Kevin Sylvester, aka Kev Marcus, plays hundreds of shows each year with his classical/hip hop fusion duo Black Violin. But a career in music was far from a sure thing for Sylvester, who wasn’t raised in a musical family.

“My mom pushed me into it when I was in fifth grade, trying to get me to make some new friends and get me out of my neighborhood a little bit,” Sylvester said. “So she signed me up for a music class. Once I was put in the right situation, I flourished.”

Sylvester and his Black Violin duo partner, violist Wilner Baptiste, aka Wil B, bring their genre-straddling show to the Wharton Center Friday. The two performers, both 35, met at a performing arts high school in Florida. After college, the duo planned on a career in music but expected to work behind the scenes.

“We wanted to be beatmakers,” Sylvester said. “We wanted to be the guys who make those hot hip-hop beats.”

Sylvester and Baptiste discovered their potent blend of hip hop and classical music “by accident,” Sylvester said, as they layered violin and viola over the tracks they were producing.

“There were times when we would blend it together, and people would lose their minds,” he said. “It was really people’s reaction to it, when we would do something that felt easy and effortless to us, that we thought maybe we have something here.”

Sylvester said his influences range from classical greats like Brahms and Debussy to hip-hop artists like Jay-Z and Mos Def to jazz legends like Miles Davis.

“We put it in the pot and stir it together, and that’s Black Violin,” he said. “People seemed to like the blend of popular music with classical music. And we can do it in a way that’s very organic. We don’t lose the classical purists, and we don’t lose the hip-hoppers.”

City Pulse spoke with Sylvester the day before President Trump’s inauguration, the last day of Barack Obama’s presidency.

“Four years ago, we were performing at his inauguration,” Sylvester said. “It’s crazy how fast things can change. He definitely will be missed.

“I have three daughters, and this is the only president they’ve ever known. That’s the impact he’s had on me, the role model that he is for me and my children,” he added. “He’s a great leader and an effective communicator — exactly what I want my kids to be.”

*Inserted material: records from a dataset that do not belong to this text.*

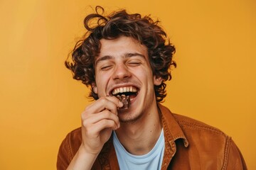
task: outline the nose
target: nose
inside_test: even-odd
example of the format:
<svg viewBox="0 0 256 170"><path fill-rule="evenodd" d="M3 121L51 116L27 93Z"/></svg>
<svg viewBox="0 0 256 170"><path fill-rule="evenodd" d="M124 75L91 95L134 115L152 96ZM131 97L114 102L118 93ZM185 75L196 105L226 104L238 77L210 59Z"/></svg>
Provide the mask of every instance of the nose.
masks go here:
<svg viewBox="0 0 256 170"><path fill-rule="evenodd" d="M123 79L131 76L131 72L129 68L124 64L118 64L115 65L112 78L114 79Z"/></svg>

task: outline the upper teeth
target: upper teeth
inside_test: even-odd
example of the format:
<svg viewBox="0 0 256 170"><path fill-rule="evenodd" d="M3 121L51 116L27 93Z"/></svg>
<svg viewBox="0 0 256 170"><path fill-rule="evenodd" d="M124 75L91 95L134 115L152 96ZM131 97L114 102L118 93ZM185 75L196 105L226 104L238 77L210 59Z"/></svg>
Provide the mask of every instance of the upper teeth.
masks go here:
<svg viewBox="0 0 256 170"><path fill-rule="evenodd" d="M119 87L114 89L112 94L112 95L115 95L119 93L124 93L124 92L137 92L137 89L133 86L127 86L127 87Z"/></svg>

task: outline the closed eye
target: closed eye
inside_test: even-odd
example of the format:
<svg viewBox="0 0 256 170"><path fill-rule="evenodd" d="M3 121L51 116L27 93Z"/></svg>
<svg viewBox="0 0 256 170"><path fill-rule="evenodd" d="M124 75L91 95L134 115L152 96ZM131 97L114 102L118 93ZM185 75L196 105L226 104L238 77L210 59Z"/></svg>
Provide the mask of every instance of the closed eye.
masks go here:
<svg viewBox="0 0 256 170"><path fill-rule="evenodd" d="M132 66L132 67L136 67L136 66L139 66L142 64L142 62L140 61L130 61L127 63L127 64L129 66Z"/></svg>
<svg viewBox="0 0 256 170"><path fill-rule="evenodd" d="M103 65L102 67L100 67L100 69L102 71L107 71L110 69L111 69L112 67L112 65Z"/></svg>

For Sylvester, getting more African American youth interested in classical music is an important thing.

“Diversity seems to make everything better,” he said. “Once you start including everyone in what you’re doing, women and people of all colors, it takes on its truest form. Once it becomes inclusive, it becomes bigger, better, stronger.”

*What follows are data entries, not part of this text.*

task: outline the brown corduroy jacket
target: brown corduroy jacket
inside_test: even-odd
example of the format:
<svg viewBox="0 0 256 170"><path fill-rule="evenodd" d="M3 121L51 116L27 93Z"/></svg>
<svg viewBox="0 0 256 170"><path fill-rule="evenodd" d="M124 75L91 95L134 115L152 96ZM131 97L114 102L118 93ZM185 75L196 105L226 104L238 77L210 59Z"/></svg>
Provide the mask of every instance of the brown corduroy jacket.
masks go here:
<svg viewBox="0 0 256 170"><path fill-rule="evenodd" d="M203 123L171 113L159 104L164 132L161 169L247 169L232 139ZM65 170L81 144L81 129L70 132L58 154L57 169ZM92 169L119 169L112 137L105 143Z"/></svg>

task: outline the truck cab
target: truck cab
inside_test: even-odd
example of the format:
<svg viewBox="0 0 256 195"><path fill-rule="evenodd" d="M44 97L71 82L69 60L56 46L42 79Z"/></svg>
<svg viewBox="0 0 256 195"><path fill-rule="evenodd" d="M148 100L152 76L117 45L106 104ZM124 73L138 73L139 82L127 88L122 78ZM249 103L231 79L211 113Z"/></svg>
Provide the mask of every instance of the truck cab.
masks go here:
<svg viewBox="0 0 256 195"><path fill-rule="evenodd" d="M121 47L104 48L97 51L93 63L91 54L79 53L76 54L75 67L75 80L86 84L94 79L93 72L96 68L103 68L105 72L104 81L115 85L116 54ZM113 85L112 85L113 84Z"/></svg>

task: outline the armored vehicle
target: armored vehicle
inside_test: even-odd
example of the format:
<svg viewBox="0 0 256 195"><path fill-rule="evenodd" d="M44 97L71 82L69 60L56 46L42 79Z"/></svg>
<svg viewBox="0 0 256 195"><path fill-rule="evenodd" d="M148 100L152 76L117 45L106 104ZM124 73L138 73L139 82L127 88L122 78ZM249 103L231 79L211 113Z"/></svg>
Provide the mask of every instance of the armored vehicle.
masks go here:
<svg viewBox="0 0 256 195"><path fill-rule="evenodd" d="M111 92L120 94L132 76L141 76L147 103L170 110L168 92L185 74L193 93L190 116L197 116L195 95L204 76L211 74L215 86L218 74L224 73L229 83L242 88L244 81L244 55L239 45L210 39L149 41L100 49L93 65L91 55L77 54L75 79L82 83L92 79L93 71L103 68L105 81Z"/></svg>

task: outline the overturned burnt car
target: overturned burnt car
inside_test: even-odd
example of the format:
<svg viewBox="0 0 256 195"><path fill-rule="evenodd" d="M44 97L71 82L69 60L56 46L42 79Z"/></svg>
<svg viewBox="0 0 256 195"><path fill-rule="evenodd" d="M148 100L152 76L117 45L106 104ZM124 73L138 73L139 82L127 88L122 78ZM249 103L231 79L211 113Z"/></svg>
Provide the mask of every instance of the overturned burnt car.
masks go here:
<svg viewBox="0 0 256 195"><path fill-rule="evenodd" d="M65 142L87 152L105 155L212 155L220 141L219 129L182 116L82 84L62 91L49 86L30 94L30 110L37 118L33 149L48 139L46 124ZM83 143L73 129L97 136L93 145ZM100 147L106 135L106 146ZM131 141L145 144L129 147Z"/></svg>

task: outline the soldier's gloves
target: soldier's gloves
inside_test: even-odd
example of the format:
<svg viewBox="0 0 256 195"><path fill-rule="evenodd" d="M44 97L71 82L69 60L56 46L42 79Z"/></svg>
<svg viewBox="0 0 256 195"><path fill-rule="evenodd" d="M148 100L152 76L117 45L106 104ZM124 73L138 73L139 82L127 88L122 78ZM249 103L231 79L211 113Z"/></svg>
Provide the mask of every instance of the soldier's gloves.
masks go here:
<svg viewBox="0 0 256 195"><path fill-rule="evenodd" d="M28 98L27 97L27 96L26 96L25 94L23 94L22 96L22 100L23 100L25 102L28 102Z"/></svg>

This diversity, he said, is critical to the future of classical music.

“The audiences are dying, and classical music isn’t educating young people the way it should be,” he said. “We’re trying to be part of the solution. We perform for hundreds of thousands of kids each year, showing a different side of classical music.”

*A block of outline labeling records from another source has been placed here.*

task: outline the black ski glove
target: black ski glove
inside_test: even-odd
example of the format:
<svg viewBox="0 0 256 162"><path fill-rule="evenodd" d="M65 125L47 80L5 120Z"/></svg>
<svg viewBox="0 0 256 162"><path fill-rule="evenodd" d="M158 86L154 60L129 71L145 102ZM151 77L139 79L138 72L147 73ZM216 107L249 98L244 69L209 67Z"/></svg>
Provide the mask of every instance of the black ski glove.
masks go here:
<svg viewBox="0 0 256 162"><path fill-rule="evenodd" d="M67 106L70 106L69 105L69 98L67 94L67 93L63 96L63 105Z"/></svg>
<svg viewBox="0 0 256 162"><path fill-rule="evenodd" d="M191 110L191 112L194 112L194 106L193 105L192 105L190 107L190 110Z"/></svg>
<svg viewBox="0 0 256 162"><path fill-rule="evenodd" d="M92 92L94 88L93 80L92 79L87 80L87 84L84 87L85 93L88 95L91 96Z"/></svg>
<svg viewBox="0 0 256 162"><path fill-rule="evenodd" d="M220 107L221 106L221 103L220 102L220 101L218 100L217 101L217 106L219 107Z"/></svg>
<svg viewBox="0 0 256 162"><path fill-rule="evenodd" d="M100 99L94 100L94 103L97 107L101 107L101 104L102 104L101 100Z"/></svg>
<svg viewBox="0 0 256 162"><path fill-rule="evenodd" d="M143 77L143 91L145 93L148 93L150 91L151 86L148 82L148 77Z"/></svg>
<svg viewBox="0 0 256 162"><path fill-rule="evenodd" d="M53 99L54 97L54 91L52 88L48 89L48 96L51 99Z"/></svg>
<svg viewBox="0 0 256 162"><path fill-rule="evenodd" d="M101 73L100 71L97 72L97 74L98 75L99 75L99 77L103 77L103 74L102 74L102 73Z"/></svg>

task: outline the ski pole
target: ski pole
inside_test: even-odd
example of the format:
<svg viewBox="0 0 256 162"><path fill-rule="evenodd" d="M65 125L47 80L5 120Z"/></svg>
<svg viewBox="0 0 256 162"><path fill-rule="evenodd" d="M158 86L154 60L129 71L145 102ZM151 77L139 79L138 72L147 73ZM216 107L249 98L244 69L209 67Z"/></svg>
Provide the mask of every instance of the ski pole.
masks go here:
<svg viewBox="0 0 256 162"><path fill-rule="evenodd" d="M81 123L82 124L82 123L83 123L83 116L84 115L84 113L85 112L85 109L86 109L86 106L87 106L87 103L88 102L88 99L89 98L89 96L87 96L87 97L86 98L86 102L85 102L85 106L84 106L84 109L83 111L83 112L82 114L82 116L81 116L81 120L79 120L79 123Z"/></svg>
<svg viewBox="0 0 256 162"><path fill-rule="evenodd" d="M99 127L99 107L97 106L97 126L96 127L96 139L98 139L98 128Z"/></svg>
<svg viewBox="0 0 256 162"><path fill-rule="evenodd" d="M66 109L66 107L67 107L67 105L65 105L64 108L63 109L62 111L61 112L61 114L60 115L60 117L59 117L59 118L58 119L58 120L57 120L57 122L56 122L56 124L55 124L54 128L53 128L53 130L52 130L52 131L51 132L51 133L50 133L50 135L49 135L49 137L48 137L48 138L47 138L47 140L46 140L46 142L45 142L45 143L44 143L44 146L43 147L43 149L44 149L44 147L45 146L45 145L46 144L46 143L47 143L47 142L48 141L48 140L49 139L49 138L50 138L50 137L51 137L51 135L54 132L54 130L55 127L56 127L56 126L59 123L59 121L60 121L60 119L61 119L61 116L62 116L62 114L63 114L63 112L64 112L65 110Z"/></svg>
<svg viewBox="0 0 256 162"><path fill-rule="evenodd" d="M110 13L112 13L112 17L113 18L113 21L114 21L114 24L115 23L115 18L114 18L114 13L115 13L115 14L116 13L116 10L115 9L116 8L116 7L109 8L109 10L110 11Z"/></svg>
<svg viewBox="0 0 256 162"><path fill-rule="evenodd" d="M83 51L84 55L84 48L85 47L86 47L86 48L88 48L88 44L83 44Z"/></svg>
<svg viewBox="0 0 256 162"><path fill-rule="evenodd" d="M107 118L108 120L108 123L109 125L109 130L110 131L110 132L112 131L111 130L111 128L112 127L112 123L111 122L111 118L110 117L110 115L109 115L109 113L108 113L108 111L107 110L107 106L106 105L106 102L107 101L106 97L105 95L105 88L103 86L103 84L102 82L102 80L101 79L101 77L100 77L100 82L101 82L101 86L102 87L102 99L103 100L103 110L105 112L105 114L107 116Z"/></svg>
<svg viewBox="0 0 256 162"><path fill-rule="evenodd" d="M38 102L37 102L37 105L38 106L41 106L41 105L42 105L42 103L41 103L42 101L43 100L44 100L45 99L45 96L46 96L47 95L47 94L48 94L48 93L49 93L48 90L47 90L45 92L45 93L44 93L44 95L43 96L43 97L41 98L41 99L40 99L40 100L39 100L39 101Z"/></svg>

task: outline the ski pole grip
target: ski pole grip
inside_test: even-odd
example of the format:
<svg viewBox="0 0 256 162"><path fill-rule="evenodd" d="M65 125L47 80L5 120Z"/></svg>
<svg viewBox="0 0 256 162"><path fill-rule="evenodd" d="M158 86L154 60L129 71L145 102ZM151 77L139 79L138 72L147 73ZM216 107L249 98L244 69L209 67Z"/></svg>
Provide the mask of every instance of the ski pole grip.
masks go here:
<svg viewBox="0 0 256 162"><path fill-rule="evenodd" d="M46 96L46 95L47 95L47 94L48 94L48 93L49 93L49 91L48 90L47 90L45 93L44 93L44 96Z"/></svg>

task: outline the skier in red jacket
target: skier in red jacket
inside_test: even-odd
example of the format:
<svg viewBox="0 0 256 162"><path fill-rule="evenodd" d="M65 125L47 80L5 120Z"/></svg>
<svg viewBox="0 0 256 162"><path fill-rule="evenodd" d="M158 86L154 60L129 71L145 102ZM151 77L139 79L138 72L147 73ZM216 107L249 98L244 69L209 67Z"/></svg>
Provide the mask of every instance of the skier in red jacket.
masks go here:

Black Violin is calling its latest tour the Unity Tour, a title that tries to capture the duo’s social message. “Too often we live in our own bubbles — these are the people we deal with and these are the thoughts we agree with,” he said. “If you look around at our shows, you see all kinds of people. We don’t have a demographic. Last night we were in Phoenix for a free outdoor concert, and there were 3,000 people of all colors, shapes and sizes.”

Sylvester hopes that Black Violin’s bridging of genres can help facilitate a bridging of cultures.

“We have this platform, and we have this diverse audience, so we feel like we need to say something, to use this platform to unite people who normally wouldn’t be,” he said. “It gives that 10-year-old kid who listens to nothing but Drake all day and the 70-year-old lady who has season tickets to the opera, it gives them something in common, something to speak about.”